A new study from the Children’s Research Lab at the University of Texas has shown that teaching our children to be “colorblind” could have the opposite results.
According to a recent Newsweek article, in 2006 researcher Birgitte Vittrup from the Children’s Research Lab studied roughly 100 families, all of whom were Caucasian with a child 5 to 7 years old. The goal of the study was to measure a child’s reaction to various races, and see if what their parents told them about race negatively or positively affected them. The first step? To give the children what they call a Racial Attitude Measure, which asked such questions as:
How many White people are nice?
(Almost all) (A lot) (Some) (Not many) (None)
How many Black people are nice?
(Almost all) (A lot) (Some) (Not many) (None)
The next step was to send the familes home with multiculturally themed videos for a week (such as a Sesame Street episode where one of the character’s visit an African-American family’s home). Vittrup knew from prior research that the children’s attitudes wouldn’t change based on these videos, but she figured that the parents, who were instructed to discuss racial equality for five nights afterwards, would have an impact.
Five families quit. Two told Vittrup, “We don’t want to have these conversations with our child. We don’t want to point out skin color.”
While the families had told the children things like “Everybody’s equal,” they almost never called attention to a difference in skin color. Their reasoning was that they wanted their children to grow up “colorblind.” However, in failing to point out differences in skin color, the study concludes, they failed to make any impact.
That conclusion was painfully obvious when the results from the Racial Attitude Measure were received.
According to the NewsWeek article:
Asked how many white people are mean, these children commonly answered, “Almost none.” Asked how many blacks are mean, many answered, “Some,” or “A lot.” Even kids who attended diverse schools answered the questions this way.
More disturbing, Vittrup also asked all the kids a very blunt question: “Do your parents like black people?” Fourteen percent said outright, “No, my parents don’t like black people”; 38 percent of the kids answered, “I don’t know.” In this supposed race-free vacuum being created by parents, kids were left to improvise their own conclusions—many of which would be abhorrent to their parents.
The article goes on to point out WHY it’s so important that parents point out differences AND aknowledge their equality:
For decades, it was assumed that children see race only when society points it out to them. However, child-development researchers have increasingly begun to question that presumption. They argue that children see racial differences as much as they see the difference between pink and blue—but we tell kids that “pink” means for girls and “blue” is for boys. “White” and “black” are mysteries we leave them to figure out on their own.

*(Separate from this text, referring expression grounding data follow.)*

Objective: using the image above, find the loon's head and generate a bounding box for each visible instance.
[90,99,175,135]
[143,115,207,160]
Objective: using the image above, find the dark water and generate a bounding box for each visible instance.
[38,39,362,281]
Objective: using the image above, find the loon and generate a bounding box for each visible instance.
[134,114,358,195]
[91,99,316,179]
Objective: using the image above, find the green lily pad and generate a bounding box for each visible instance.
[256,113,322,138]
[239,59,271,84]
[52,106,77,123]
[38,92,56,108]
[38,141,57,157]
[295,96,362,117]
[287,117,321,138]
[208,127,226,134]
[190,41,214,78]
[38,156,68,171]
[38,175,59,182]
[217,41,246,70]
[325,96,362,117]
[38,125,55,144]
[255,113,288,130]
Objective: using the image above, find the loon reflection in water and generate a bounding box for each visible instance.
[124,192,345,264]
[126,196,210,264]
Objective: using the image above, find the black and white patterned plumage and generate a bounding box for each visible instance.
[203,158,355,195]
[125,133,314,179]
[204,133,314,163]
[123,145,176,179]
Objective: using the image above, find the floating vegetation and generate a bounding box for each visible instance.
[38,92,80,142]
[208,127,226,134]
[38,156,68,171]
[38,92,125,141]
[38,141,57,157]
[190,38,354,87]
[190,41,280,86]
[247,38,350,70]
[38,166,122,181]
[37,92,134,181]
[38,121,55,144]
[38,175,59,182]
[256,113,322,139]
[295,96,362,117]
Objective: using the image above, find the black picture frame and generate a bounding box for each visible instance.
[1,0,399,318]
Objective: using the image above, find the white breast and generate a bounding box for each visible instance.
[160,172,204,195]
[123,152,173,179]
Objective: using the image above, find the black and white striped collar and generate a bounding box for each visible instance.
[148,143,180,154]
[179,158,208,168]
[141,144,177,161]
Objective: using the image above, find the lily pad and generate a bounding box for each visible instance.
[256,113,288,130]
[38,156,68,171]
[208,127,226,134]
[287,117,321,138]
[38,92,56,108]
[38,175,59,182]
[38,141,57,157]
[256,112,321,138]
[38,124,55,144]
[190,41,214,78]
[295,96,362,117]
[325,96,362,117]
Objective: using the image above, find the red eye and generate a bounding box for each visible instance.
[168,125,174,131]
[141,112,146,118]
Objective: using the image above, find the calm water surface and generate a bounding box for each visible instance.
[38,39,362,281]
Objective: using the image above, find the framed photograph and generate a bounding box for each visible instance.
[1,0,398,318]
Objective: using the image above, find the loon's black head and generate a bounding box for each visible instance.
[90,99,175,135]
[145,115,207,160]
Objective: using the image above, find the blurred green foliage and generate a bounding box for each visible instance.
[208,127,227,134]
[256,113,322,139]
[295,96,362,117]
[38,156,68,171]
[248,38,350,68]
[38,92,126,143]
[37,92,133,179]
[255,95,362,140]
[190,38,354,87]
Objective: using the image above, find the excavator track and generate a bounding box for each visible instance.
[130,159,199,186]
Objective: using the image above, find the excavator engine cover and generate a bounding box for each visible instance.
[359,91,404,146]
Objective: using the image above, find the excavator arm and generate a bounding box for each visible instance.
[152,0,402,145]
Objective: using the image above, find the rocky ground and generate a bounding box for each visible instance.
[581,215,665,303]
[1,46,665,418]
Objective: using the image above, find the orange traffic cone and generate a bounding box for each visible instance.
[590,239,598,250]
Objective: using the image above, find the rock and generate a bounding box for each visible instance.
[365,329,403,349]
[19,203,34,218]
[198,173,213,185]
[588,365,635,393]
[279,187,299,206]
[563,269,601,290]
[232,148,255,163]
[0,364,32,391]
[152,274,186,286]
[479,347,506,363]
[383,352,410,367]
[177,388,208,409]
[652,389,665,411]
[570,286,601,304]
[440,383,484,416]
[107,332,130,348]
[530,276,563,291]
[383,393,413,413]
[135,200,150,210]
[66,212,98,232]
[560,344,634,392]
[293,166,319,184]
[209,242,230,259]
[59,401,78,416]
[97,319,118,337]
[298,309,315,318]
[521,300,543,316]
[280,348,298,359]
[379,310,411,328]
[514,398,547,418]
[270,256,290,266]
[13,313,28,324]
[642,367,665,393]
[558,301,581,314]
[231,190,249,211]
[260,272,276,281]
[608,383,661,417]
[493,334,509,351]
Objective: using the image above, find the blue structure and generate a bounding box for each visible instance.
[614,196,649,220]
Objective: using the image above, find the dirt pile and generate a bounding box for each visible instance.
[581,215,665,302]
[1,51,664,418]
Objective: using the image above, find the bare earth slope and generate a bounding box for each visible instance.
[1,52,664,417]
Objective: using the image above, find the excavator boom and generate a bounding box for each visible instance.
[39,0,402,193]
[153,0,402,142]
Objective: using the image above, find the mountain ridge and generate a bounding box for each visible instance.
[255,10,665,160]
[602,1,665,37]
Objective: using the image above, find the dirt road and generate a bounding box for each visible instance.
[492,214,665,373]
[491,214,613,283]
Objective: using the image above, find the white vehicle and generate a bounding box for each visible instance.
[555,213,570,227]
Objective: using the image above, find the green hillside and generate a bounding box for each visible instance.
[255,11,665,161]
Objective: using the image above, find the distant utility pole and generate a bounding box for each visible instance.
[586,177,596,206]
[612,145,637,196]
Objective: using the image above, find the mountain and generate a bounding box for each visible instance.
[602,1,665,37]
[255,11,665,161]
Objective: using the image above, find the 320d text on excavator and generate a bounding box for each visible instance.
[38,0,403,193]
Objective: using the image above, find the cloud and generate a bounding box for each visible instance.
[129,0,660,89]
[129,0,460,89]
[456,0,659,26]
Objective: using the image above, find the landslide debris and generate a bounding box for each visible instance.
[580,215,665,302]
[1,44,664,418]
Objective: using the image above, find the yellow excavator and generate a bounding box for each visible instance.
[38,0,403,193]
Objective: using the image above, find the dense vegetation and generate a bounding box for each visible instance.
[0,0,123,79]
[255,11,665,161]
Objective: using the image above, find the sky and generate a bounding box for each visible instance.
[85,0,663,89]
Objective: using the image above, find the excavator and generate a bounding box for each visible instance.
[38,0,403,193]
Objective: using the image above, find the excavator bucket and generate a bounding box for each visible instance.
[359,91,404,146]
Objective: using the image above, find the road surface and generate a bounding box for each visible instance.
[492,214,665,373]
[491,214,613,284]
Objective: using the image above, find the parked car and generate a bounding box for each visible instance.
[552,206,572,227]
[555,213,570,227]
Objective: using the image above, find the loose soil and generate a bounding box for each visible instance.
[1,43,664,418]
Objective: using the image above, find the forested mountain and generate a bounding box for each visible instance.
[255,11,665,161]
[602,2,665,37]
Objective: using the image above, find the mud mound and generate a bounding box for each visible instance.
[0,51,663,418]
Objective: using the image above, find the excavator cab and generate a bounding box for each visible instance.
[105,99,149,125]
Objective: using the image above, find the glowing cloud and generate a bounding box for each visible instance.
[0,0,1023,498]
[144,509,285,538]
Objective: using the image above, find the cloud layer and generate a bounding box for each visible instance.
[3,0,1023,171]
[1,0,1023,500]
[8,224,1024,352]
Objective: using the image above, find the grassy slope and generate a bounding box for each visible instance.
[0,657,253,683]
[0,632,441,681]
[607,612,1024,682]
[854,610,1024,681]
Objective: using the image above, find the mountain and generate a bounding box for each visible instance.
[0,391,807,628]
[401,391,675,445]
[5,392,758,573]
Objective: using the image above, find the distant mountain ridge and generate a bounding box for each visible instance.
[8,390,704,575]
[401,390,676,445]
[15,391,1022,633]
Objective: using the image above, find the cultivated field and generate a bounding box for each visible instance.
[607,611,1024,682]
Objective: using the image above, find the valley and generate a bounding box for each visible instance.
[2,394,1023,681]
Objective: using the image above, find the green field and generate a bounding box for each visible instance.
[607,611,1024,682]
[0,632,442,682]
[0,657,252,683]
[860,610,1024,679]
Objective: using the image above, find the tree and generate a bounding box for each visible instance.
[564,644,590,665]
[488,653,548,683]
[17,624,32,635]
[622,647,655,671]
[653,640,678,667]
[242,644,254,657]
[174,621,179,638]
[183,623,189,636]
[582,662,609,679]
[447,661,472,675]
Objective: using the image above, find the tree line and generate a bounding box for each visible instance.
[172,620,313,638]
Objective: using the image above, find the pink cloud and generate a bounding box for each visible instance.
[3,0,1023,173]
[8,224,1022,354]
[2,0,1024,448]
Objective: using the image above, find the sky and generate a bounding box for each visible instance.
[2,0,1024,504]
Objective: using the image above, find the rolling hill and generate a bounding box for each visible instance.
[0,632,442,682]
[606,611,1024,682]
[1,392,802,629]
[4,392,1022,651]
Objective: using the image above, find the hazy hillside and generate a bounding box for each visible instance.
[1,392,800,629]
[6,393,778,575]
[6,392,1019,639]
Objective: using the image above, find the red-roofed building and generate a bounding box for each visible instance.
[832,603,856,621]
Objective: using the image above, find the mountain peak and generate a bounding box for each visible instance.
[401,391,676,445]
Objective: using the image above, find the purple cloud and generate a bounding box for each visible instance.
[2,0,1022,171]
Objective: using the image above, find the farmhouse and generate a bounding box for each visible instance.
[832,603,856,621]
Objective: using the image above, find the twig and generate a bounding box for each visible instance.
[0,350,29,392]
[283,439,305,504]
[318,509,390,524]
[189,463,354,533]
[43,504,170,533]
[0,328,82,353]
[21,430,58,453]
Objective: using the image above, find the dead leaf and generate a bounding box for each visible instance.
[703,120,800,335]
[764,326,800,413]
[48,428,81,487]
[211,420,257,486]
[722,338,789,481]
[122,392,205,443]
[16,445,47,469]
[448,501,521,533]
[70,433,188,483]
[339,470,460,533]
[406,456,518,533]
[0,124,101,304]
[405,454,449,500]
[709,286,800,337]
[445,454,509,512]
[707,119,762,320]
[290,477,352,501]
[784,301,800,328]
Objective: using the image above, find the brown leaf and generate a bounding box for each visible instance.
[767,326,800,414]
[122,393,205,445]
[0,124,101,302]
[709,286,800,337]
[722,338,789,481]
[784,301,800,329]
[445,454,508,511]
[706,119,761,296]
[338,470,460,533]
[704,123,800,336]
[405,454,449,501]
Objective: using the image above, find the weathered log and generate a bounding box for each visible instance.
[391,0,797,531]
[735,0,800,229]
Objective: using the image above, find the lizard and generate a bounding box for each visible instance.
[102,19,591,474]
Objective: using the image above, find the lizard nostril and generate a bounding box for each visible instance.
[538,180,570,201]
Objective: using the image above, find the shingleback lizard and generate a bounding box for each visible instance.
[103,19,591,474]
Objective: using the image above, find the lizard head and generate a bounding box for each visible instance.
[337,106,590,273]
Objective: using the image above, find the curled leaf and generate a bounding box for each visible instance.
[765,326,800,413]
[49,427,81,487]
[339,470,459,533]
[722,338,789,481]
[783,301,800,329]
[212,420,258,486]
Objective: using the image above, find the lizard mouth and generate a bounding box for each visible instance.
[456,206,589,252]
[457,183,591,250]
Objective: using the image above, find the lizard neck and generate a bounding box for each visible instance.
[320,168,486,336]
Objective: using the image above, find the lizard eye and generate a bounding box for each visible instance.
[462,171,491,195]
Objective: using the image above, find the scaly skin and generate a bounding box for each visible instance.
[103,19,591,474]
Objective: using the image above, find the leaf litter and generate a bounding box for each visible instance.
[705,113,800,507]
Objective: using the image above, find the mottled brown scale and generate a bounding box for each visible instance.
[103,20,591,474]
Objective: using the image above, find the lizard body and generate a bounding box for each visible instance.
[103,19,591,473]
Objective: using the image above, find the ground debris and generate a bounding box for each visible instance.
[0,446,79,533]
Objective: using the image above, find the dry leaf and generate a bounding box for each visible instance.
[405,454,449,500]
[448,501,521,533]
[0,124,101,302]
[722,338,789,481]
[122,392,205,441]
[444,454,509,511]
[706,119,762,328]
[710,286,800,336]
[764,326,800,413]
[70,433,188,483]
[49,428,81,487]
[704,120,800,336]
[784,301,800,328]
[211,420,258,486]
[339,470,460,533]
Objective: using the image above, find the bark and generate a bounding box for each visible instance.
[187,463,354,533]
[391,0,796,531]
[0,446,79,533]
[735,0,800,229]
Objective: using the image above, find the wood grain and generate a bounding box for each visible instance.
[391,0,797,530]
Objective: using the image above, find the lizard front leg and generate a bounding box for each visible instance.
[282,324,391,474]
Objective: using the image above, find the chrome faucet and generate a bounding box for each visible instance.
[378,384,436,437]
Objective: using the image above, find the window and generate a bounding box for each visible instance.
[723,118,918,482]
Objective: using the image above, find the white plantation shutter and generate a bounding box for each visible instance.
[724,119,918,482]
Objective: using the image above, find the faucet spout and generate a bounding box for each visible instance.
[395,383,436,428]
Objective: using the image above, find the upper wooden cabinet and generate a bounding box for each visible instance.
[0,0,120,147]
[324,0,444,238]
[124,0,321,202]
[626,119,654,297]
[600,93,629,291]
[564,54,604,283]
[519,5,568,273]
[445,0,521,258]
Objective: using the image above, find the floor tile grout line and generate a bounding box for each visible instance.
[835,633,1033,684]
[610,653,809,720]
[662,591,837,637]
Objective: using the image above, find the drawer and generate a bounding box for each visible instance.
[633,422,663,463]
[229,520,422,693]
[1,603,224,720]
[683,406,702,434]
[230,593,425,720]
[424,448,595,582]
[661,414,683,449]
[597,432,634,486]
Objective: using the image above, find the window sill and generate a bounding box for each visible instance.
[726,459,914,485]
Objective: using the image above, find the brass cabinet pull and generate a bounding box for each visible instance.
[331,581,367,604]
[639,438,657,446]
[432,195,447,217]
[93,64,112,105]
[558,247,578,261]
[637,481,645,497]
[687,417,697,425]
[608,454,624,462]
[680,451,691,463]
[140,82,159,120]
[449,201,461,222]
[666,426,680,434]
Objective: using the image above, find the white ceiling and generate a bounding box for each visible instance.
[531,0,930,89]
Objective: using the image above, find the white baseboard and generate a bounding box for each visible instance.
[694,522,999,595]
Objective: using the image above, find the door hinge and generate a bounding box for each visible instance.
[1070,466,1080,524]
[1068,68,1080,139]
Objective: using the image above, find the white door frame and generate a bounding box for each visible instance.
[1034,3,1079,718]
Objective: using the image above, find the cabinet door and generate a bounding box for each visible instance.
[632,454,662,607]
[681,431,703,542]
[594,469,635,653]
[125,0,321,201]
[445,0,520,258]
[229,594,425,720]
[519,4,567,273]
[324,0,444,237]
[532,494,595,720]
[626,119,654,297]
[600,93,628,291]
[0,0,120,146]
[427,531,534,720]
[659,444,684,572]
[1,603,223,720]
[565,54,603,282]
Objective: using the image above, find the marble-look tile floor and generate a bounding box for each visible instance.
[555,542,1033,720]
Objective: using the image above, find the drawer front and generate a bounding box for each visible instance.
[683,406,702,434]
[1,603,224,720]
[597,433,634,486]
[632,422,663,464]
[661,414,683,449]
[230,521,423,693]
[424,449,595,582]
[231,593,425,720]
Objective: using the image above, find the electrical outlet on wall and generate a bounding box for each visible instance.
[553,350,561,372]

It takes remarkably little for children to develop in-group preferences. Vittrup’s mentor at the University of Texas, Rebecca Bigler, ran an experiment in three preschool classrooms, where 4- and 5-year-olds were lined up and given T shirts. Half the kids were randomly given blue T shirts, half red. The children wore the shirts for three weeks. During that time, the teachers never mentioned their colors and never grouped the kids by shirt color.
The kids didn’t segregate in their behavior. They played with each other freely at recess. But when asked which color team was better to belong to, or which team might win a race, they chose their own color. They believed they were smarter than the other color. “The Reds never showed hatred for Blues,” Bigler observed. “It was more like, ‘Blues are fine, but not as good as us.’ ” When Reds were asked how many Reds were nice, they’d answer, “All of us.” Asked how many Blues were nice, they’d answer, “Some.” Some of the Blues were mean, and some were dumb—but not the Reds.
Bigler’s experiment seems to show how children will use whatever you give them to create divisions—seeming to confirm that race becomes an issue only if we make it an issue.
While most parents believe they’re creating color-blind environments for their children by not pointing out a difference in race, we just have to think back to the t-shirt experiment. Kids will use their own color in rationalizing that anything like them is good, and anything not like them is bad…unless it’s pointed out to them.